I was very pleased with it when I finished it, but the weather turned just then and I didn’t get a chance to wear it until the following summer. And since then, for some reason, it has mostly stayed in the wardrobe. I think it’s a little too fussy for me. The bodice doesn’t stay in place particularly well, and the fabric is too warm to go with a sleeveless style. I normally like a garment with shoulder pads, but they don’t seem appropriate for the sort of hot sunny weather when I’d wear this.

I’m not sure what to do about this one. I probably should have made it out of linen and skipped the shoulder pads but it’s too late now. I can’t bring myself to part with it just yet so it will stay in the wardrobe a while longer while I try to come up with a way to wear it.

Stylearc Toni take two

Stylearc Toni 3/4 view

I don’t repeat patterns very often, but my first Stylearc Toni dress has been such a favourite that I made another. It isn’t a maternity style but it’s roomy enough to work over a bump without too much distortion. I’m trying to make regular patterns with plenty of room on them rather than maternity ones in the hope that they’ll still look OK after the baby arrives.

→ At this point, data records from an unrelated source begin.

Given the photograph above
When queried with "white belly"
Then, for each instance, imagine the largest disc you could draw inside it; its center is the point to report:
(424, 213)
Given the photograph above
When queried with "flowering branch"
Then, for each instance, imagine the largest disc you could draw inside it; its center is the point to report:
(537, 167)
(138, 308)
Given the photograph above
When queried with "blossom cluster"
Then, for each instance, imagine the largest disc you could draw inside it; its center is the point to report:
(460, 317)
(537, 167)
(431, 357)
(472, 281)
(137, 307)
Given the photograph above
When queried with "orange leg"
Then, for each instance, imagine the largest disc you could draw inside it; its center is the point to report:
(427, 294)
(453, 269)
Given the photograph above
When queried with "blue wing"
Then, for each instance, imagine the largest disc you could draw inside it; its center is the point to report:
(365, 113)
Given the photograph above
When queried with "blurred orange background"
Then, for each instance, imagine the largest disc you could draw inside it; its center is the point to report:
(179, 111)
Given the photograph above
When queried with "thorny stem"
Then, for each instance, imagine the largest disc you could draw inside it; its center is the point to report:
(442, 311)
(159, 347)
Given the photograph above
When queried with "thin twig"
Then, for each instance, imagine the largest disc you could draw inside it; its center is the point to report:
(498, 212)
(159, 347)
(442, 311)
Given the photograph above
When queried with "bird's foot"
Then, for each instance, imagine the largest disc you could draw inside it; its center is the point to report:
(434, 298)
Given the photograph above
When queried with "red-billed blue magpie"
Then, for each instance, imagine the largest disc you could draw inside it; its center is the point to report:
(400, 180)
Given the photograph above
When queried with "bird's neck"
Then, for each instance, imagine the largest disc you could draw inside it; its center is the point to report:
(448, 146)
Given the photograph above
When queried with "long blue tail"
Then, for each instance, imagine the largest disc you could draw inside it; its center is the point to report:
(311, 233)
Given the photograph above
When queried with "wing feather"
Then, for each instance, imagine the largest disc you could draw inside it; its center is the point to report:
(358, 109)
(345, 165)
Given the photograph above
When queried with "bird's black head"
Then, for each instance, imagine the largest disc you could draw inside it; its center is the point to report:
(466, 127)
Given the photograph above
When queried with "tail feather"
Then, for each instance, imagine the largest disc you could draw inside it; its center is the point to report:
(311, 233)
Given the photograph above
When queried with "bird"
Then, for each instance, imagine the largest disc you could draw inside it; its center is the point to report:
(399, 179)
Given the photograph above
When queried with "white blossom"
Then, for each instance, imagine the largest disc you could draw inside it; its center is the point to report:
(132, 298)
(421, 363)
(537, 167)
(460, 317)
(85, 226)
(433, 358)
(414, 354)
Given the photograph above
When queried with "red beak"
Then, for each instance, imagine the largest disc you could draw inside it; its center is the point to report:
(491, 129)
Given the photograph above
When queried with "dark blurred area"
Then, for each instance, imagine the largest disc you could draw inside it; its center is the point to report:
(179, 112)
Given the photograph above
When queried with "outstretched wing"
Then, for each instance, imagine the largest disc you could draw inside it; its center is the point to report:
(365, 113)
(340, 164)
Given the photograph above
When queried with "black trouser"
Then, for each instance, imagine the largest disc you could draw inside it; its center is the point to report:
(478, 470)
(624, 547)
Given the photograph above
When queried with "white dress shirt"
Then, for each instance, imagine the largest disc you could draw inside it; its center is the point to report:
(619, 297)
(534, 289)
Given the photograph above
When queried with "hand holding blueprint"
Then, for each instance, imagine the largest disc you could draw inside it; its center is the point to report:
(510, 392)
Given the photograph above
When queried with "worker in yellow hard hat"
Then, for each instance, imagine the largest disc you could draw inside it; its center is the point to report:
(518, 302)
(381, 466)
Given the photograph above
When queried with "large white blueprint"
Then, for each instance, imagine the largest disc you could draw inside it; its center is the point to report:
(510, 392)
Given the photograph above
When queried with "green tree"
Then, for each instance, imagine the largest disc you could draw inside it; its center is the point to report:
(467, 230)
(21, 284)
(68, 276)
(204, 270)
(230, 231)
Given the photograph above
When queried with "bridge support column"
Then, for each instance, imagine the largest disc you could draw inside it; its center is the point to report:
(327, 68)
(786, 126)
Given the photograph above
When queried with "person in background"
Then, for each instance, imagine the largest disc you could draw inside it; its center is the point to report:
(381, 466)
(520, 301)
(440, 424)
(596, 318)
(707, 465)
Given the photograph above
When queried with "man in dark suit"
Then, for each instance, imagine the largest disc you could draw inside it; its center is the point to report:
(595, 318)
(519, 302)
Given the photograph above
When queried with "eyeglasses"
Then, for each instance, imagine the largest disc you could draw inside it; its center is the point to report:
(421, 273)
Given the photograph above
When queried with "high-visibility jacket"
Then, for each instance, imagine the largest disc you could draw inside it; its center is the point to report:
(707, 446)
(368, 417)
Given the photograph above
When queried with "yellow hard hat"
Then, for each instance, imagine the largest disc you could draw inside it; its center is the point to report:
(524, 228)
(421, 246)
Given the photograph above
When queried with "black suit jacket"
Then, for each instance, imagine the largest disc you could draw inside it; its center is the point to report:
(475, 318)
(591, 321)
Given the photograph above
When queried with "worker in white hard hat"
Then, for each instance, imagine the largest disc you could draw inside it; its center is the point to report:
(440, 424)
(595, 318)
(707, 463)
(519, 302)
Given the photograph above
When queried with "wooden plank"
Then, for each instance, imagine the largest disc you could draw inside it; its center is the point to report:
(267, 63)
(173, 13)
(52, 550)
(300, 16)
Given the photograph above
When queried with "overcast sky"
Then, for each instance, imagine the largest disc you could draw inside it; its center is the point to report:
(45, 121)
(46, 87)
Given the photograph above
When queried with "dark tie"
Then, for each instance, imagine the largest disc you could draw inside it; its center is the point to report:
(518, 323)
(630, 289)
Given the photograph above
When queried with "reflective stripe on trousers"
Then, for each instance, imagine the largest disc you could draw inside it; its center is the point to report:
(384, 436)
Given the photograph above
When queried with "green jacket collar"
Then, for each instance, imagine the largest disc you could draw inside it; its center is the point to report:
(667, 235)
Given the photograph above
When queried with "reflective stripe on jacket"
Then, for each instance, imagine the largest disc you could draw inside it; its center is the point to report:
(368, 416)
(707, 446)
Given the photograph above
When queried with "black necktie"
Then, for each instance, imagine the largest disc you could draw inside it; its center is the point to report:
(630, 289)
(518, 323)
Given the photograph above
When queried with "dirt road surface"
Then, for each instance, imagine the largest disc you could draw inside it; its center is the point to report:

My original version was made up straight out of the packet but this time I made a few changes. The first dress is a bad length for me: it ends at the widest part of my leg which means I can’t take long strides because the dress is very narrow at the hem and it catches on my calves. That was my fault for not bothering to add any extra length to the pattern. I normally need to add 2-4 inches to dresses. This one’s supposed to end at the bottom of the calf so it probably needed four inches adding if not more. I was a bit short of fabric for the second version, so instead of lengthening it to the intended proportion I shortened it by four inches so it ends just below my knee. I’m really pleased with the way that’s come out. It’s comfortable to walk in and it’s more flattering than my previous version.

Stylearc Toni front view

The fabric is a lightweight viscose woven from Macculloch and Wallis. Right now it’s still available here. It drapes very nicely, which is good for the style, but I used very lightweight interfacing on the collar to go with the fabric and that was a mistake as it’s come out a bit too floppy. This is the same fabric I used the pink colourway of for my first Vogue 1482 dress. It is very comfortable to wear and although it’s lightweight it’s relatively easy to sew.

I lost the pocket piece from the original pattern and had to make a new one. Unfortunately I didn’t make it quite deep enough to be perfect. But any pockets are better than none. The position of the pocket is better on this version because I took out some of the length from the top half of the pattern, raising the pockets up a couple of inches.

Stylearc toni side view

Here’s the back view. Last time I said that the centre back seam could be eliminated, but I’m glad I kept it. I had trouble fitting the collar to the neckline on this version – I probably stretched the neckline out while handling – and having the seam allowed me to fix the mismatch by taking the dress in a little at the top of the centre back.

Stylearc toni back view

Clio made the great suggestion of adding a zip to the centre front seam for breast-feeding access. I increased the seam allowance on the centre front seam to half an inch (or 1.2cm; it was 1cm originally) and interfaced the seamlines to make inserting the zip easier. I also removed the seam allowance from what was originally the centre front seam of the neck facing pieces so I could use the all-machine method of applying facings to the top of the zip and neckline from Kathleen Fasanella’s centered zip tutorial.

Here’s a closeup of the zip, which also shows the collar worn down rather than up.

Stylearc Toni close up

An unexpected bonus: because the only black invisible zip I had on hand was a 24″ one I can put the dress on by stepping into it rather than pulling it over my head.

Since we took these pictures the weather in the UK has turned autumnal and I’ve been wearing this dress with leggings and my grey boiled wool kimono jacket. I’m hoping it will keep going all winter with enough layers. I can even see me making a third version of this one day; I’d like to try it in something really crisp like a cotton poplin to see what happens to those drapes.